Сколько сразу трудностей притянула за собой основная беда! Работа, которую нужно как-то оставлять. И на кого? И как надолго? Он уже точно знал, что будет в Питере до самого конца. О том, чтобы приехать, сделать печальный вид и через неделю сбежать обратно в Москву, прикрывшись занятостью, не могло быть и речи. Даже мысль об этом была противна Андрею. Поэтому нужно было что-то быстро придумать.
Он позвонил Юре, своему помощнику, и объяснил ситуацию.
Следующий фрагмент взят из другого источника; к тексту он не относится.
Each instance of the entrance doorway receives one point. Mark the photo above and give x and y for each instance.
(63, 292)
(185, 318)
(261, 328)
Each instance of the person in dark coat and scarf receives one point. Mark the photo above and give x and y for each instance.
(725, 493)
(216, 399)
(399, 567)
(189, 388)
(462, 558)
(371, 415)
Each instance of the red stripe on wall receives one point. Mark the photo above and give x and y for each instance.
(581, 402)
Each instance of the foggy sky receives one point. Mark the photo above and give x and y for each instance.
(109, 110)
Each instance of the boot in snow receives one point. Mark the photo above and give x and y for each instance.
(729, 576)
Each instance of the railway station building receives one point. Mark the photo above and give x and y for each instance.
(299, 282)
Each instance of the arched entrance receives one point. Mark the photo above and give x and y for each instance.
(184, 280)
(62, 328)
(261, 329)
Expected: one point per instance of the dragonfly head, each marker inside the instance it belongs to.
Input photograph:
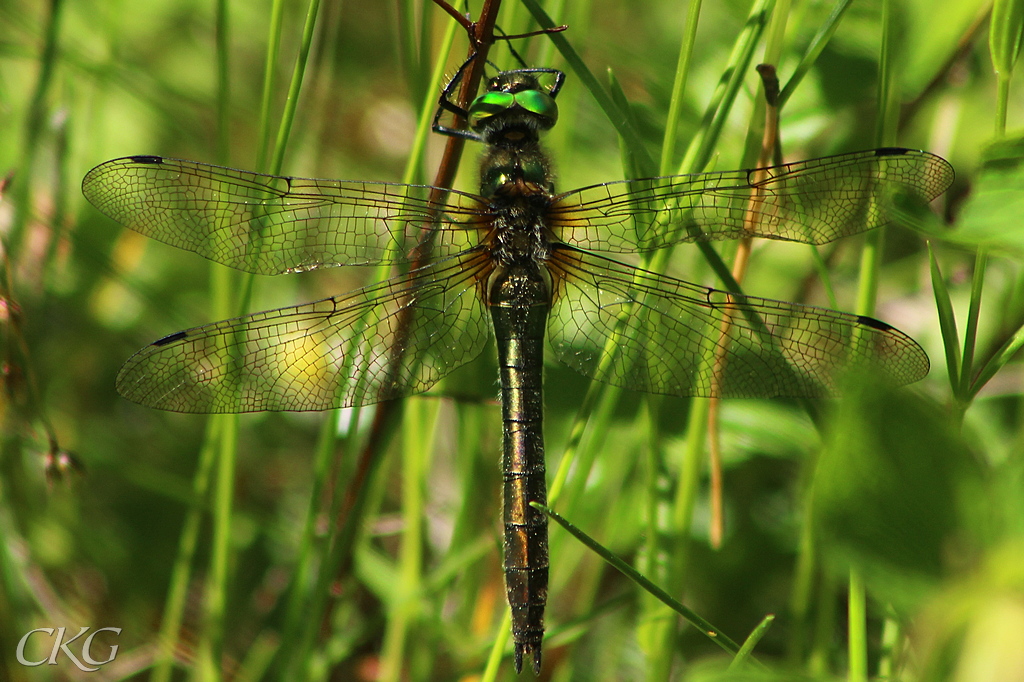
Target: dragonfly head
(515, 109)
Юра, пожилой приземистый мужчина с добрым лицом, удивительно похожий на Бунина в годах, подъехал ближе к вечеру – они встретились у метро; Андрей отдал ему ключи от склада с товаром, дал кое-какие указания. Юра уже оставался на делах, пока Андрей разъезжал по Европе, поэтому Андрей доверял ему.
– За дела не беспокойся. Я все сделаю, что нужно, – сказал Юра. Он достал пачку ментоловых сигарет, Андрей достал свои и они закурили.
– Не знаю, когда вернусь. – сказал Андрей. – То есть, я, конечно, может, и вырвусь на день-другой. Но все, получается, ложится на вас. Как вы, Юр, справитесь?
Юра обращался к Андрею на «ты», в то время как Андрей, понимая разницу в возрасте, обращался к Юре на «вы», несмотря на то что был его начальником.
– Не волнуйся, Андрей, я все сделаю… потом, мы же всегда на связи, ты же берешь свой телефон в Питер?
– Да, конечно…
Они разговорились, стоя под едва моросящим дождем, чуть поодаль от снующей около метро толпы.
– Обязательно носи с собой таблеточки пустырничка, – по-отечески советовал Юра. – Вот, держи, захватил тебе… мне в свое время здорово помогло, – он протянул Андрею два бумажных блистера. – Закончатся, купишь другие, в любой аптеке, они копейки стоят.
– Спасибо, Юр, – Андрей засунул таблетки в карман пальто.
– И что бы ни было – высыпайся. В этом деле, чтобы не сорваться, нужно обязательно высыпаться. Просто ложись и – хочешь, не хочешь – спи при каждом удобном случае.